El ejemplo más reciente de la magnitud que implica lo anterior se tiene en el municipio de Salvatierra, Guanajuato, donde en el último mes, uno de los regidores del Ayuntamiento al parecer se lanzó de uno de los balcones de la presidencia municipal; mientras que otro de los regidores del Ayuntamiento fue, apenas unas semanas después, asesinado a tiros en un ataque directo en pleno centro de la ciudad. Este 2023, ese municipio del sur de Guanajuato rebasa una tasa de 100 homicidios por cada 100 mil habitantes.

Pero todo el país es un incendio: en Chiapas, fueron secuestrados recientemente más de 60 ejidatarios por un comando armado; en Zacatecas y Jalisco e han denunciado “levantones” de grupos de jóvenes, muchos de ellos apenas adolescentes; en la Ciudad de México arrecian las denuncias sobre mujeres jóvenes desaparecidas; en Chihuahua se denuncia que la trata de seres humanos, cuyas víctimas son mayoritariamente mujeres y niñas y niños migrantes, se ha incrementado brutalmente en los últimos meses; en Colima se mantiene la peor tasa de homicidio doloso del país; en Michoacán las extorciones y robos a productores aguacateros no paran; y suma y sigue en una lista terrorífica que parece no tener fin.

¿Cómo y con qué instrumentos el Estado mexicano podrá garantizar que la elección de 2024 no sólo será limpia y ordenada en su organización y desarrollo procedimental, sino, sobre todo, que el crimen organizado no impondrá el veto ni mucho menos estará en posibilidad de financiar campañas o infiltrar y colocar a sus integrantes como candidatas y candidatos ganadores?

Las denuncias de la participación abierta de comandos secuestrando a representantes de casillas en diferentes estados de la República, integrantes de diferentes partidos políticos, para evitar que llegaran a cumplir con sus deberes el día de la elección en 2021, debe tomarse como un antecedente serio de lo que no debe volver a ocurrir, y debe detonar, rumbo a la elección que se desarrollará en poco menos de nueve meses, una estrategia de presencia masiva de las fuerzas de seguridad para evitar que la secuestrada sea, en su conjunto, la democracia mexicana.

Octavio Paz alertó en la década de los 90, que se estaba viviendo un proceso de “usurpación” de las instituciones públicas, por parte de grupos de interés económico que debían frenarse para evitar que el Estado fuese puesto al servicio de unos cuantos, en detrimento de los intereses legítimos de la sociedad mexicana.
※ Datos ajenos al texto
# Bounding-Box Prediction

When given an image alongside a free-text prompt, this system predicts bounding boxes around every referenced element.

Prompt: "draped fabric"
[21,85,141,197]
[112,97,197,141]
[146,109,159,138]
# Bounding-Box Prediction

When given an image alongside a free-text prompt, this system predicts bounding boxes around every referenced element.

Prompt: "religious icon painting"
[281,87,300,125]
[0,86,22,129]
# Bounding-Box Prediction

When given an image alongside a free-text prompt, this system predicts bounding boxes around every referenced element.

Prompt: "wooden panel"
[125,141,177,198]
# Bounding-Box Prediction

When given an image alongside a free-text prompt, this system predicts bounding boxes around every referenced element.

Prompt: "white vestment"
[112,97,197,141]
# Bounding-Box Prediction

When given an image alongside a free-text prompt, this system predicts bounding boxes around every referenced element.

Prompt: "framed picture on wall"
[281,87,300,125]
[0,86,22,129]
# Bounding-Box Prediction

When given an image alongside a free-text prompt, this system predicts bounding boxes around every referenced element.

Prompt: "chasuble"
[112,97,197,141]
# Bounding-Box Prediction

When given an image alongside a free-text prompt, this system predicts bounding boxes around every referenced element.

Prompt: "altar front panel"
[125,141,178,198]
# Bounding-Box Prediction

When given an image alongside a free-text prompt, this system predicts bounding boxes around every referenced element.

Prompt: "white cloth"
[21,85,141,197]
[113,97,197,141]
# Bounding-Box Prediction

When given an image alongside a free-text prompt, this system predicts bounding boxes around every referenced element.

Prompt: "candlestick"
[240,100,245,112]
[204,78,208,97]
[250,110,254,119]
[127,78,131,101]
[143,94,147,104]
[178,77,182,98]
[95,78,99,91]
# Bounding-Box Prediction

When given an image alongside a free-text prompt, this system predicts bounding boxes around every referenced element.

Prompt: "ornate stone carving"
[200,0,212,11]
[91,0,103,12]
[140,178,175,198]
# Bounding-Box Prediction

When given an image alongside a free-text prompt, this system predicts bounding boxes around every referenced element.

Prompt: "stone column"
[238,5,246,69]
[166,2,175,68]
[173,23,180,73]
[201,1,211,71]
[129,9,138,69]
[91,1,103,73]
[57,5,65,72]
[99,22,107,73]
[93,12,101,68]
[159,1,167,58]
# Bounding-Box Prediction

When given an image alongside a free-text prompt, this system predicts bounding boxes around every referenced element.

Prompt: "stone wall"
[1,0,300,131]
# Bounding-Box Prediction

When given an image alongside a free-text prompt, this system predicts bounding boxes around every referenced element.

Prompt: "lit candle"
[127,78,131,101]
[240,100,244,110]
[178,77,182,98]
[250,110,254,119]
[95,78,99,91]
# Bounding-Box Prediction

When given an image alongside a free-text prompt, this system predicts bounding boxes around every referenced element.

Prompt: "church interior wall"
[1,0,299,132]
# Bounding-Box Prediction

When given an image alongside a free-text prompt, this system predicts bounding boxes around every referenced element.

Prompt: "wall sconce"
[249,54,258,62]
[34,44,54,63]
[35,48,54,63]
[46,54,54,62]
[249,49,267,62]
Treinta años después, el diagnóstico debe actualizarse y señalar con todas sus letras, que las instituciones están en riesgo de ser usurpadas por grupos criminales.
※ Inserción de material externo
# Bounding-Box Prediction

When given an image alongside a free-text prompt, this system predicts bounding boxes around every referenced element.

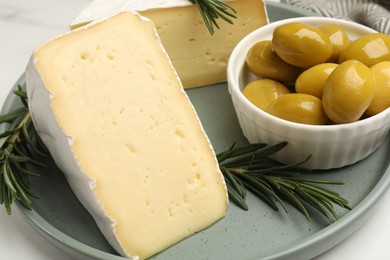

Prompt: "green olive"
[319,24,350,62]
[338,33,390,67]
[366,61,390,116]
[295,63,338,98]
[267,93,328,125]
[245,40,302,83]
[322,60,375,123]
[272,22,333,68]
[242,79,290,110]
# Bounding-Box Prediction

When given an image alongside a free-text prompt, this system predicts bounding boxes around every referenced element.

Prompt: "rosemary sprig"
[192,0,237,35]
[0,85,47,214]
[218,142,351,223]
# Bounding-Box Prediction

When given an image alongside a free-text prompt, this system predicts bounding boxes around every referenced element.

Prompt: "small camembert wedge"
[70,0,269,88]
[25,11,228,260]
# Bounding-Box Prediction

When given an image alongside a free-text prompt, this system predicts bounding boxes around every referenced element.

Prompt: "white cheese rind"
[26,56,131,257]
[26,11,227,260]
[70,0,192,28]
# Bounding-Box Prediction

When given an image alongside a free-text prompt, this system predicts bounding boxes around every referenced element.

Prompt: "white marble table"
[1,0,390,259]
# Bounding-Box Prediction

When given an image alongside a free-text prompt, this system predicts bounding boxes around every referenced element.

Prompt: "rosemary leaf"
[277,184,311,220]
[192,0,237,35]
[299,183,342,204]
[226,181,248,211]
[9,112,26,130]
[259,174,282,190]
[14,85,28,108]
[0,173,4,205]
[217,143,236,162]
[222,167,246,198]
[283,176,344,185]
[241,180,279,211]
[3,187,12,215]
[219,142,287,167]
[11,161,41,177]
[4,152,32,163]
[2,162,17,193]
[294,188,337,223]
[218,143,266,163]
[8,165,32,209]
[0,107,27,123]
[242,173,288,211]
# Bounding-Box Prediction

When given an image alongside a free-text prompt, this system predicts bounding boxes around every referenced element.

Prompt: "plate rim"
[3,2,390,259]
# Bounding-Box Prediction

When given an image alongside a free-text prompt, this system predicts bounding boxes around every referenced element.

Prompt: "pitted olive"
[322,60,375,123]
[272,22,333,68]
[242,79,290,110]
[267,93,328,125]
[319,24,350,62]
[295,63,338,98]
[338,33,390,66]
[366,61,390,116]
[246,40,302,83]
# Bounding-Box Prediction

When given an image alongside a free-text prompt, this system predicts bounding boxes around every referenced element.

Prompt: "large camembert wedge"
[25,11,227,259]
En ese contexto preocupa doblemente la actitud del presidente de la República; quien no ha dejado de intervenir en el proceso electoral; y quien no ha dado muestras de tener la intención de actuar como Jefe del Estado mexicano antes que como jefe de su movimiento, y coordinador de campaña de facto de la candidatura presidencial de su partido político.

El escenario no podría ser peor, porque estamos ante un sistema fracturado de partidos políticos; los cuales carecen de representatividad ciudadana; y carecen de posturas, propuestas y programas de gobierno capaces de construir un curso de desarrollo creíblemente alternativo a lo que se ha implementado bajo la denominación genérica de la “cuarta transformación”.

El riesgo no se encuentra en que de pronto “aparezca” la violencia política; eso ya ocurrió; lo más peligroso en este contexto es que esa violencia se instale como “normalidad” de nuestros procesos; y que se dé paso a una nueva forma de “narco-poder” cuya magnitud y capacidad operativa sea de tal magnitud, que su destrucción genere todavía peores costos sociales para nuestro ya dolorido país.